Мельник замолчал, обдумывая слова Соколова. Серебристая крыса металась с одного его плеча на другое.
— Блеф, — сказал он наконец.
— Вовсе нет.
— Блеф.
— Нет!
— Он — слабое и трусливое существо. Как он сможет вломиться в квартиру, где кроме Саши есть ее отец и мать? Поддержки твоей у него не будет — я не позволю, ты сам знаешь.
— Трусливый, да. И слабый. Но с больной женщиной справится. А больше никого дома нет. Знаешь, так случайно вышло, что родители ее сегодня утром отчего-то решили, что им нужен отдых. Кроме того, они давно не были в городе на Неве. Мама, кажется, желала освежить впечатления об Эрмитаже. Впрочем, это не важно. Важно то, что они уже в часе езды от Петербурга, а это значит, что у Бориса восемь или девять часов, в течение которых он спокойно может решить мои проблемы. И это только при условии, что они опомнятся и вернутся домой. А могут ведь и остаться…
— Он что, будет ломать дверь? Кто-нибудь услышит и вызовет полицию.
— Нет, дверь он ломать не станет. Папа перед уходом вспомнил, что, когда был маленький, оставлял ключ под ковриком, чтобы не потерялся в школе. И — о, магическая сила привычки! — перед отъездом в Северную столицу сделал то же самое.

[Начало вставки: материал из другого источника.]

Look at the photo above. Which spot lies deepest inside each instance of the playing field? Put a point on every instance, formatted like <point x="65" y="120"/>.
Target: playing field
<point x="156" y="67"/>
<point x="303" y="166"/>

Мельник схватился за телефон. Соколов положил свою холодную ладонь на его горячую руку.
— Не стоит, — сказал он, — Боря уже в подъезде у ее квартиры. Если ты предупредишь ее, я велю ему войти.
Мельник опустил руку. Челюсти его судорожно сжимались, между бровями залегла глубокая складка.
— Я не выйду наружу, — сказал он. — Если в тюрьме у меня, как ты говоришь, не будет сил действовать, то я не смогу держать ее сердце. И она умрет.
— Тогда она умрет прямо сейчас.
3
— Так, может быть, поединок? — Мельник пожал плечом, словно подвергая сомнению способность соперника принять вызов, — Я не собираюсь выходить. Ты тоже давно убил бы и Сашу, и меня, если бы мог. Мне кажется, это единственный выход.
Крыса разразилась ликующим стрекотом. Соколов прищурился, раздумывая. Глаза его от напряжения стали темными.
— Решим все наши проблемы раз и навсегда. Там, у мельницы. Я все равно не сдамся, убьешь ты Сашу или нет.
— Я согласен, — сказал наконец Соколов. — Но учти: ты не один. И я тоже буду там не один. По рукам?
— По рукам, — сказал Мельник.
Соколов вышел за дверь. Рук они друг другу так и не подали.
Мельник обернулся к женщинам. Они смотрели на него взволнованно и с тревогой.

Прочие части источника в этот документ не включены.